The American Academy of Pediatrics on Monday said it was sharing with senators stories about the importance of vaccination, tying the outreach to Kennedy’s confirmation hearings, but stopped short of opposing him.

Conservative senators have found reasons to overlook his more progressive ideas, to the consternation of anti-abortion activists like Chapman.

“If you're a pro-life senator, and you've run on that issue year after year, I just think you have an obligation to go the extra mile on this one,” he said.

The anti-abortion movement’s quandary with Kennedy mirrors its uneasy alliance with Trump, who called himself “very pro-choice” before running for president, then nominated three of the judges who overturned Roe v. Wade — only to reject many anti-abortion advocates’ top priorities during his 2024 campaign. Trump recently vowed, for example, that his FDA wouldn’t block access to abortion pills.

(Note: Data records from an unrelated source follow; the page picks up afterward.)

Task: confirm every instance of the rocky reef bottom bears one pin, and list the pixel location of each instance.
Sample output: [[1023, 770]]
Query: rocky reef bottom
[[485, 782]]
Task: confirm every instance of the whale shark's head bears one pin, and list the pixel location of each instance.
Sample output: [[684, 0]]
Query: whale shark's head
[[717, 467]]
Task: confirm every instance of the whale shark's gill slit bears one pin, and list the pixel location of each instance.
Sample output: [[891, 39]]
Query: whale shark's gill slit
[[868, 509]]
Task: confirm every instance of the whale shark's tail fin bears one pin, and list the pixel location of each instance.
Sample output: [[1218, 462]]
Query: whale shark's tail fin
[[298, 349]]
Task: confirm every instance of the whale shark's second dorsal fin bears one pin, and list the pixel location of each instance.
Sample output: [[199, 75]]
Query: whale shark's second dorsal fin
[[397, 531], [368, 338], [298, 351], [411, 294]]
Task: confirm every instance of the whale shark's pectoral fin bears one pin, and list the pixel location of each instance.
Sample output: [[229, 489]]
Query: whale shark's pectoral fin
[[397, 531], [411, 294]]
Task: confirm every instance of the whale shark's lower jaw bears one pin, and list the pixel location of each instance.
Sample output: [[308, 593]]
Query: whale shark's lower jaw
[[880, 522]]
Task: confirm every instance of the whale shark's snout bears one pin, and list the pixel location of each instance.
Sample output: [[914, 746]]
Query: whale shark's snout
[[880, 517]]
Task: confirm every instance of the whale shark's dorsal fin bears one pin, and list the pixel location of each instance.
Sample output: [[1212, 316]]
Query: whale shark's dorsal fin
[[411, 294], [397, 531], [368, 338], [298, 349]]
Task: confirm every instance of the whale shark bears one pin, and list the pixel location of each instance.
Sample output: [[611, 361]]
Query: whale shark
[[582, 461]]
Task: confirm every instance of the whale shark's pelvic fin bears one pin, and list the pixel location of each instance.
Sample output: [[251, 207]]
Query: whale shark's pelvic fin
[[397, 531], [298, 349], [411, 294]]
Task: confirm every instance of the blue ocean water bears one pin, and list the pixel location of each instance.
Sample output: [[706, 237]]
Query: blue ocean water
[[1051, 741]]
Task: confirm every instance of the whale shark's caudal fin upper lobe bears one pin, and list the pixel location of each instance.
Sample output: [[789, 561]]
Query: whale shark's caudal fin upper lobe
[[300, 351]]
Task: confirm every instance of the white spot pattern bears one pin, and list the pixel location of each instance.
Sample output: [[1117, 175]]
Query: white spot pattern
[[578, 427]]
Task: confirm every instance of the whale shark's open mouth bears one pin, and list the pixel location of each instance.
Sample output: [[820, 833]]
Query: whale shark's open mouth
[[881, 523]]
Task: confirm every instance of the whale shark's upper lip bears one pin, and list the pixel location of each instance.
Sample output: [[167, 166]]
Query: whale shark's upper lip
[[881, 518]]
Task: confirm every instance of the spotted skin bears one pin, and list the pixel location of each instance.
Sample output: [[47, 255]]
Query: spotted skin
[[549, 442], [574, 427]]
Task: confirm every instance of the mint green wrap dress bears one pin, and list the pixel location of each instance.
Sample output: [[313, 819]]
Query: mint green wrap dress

Since taking office for the second time, however, Trump has won back the trust of many anti-abortion leaders by reimposing restrictions on international health programs, threatening to withdraw from the World Health Organization — which has asserted that abortion is an essential health care service — and pardoning nearly two dozen people convicted of forcibly entering and temporarily shutting down abortion clinics.

“It’s incredibly tough right now for a lot of pro-life groups or even conservative groups to even think of going against what the administration wants,” Chapman said. “The Kennedy nomination is in many ways a proxy for that [Trump] question: What is our commitment as Republicans to the pro-life movement today?”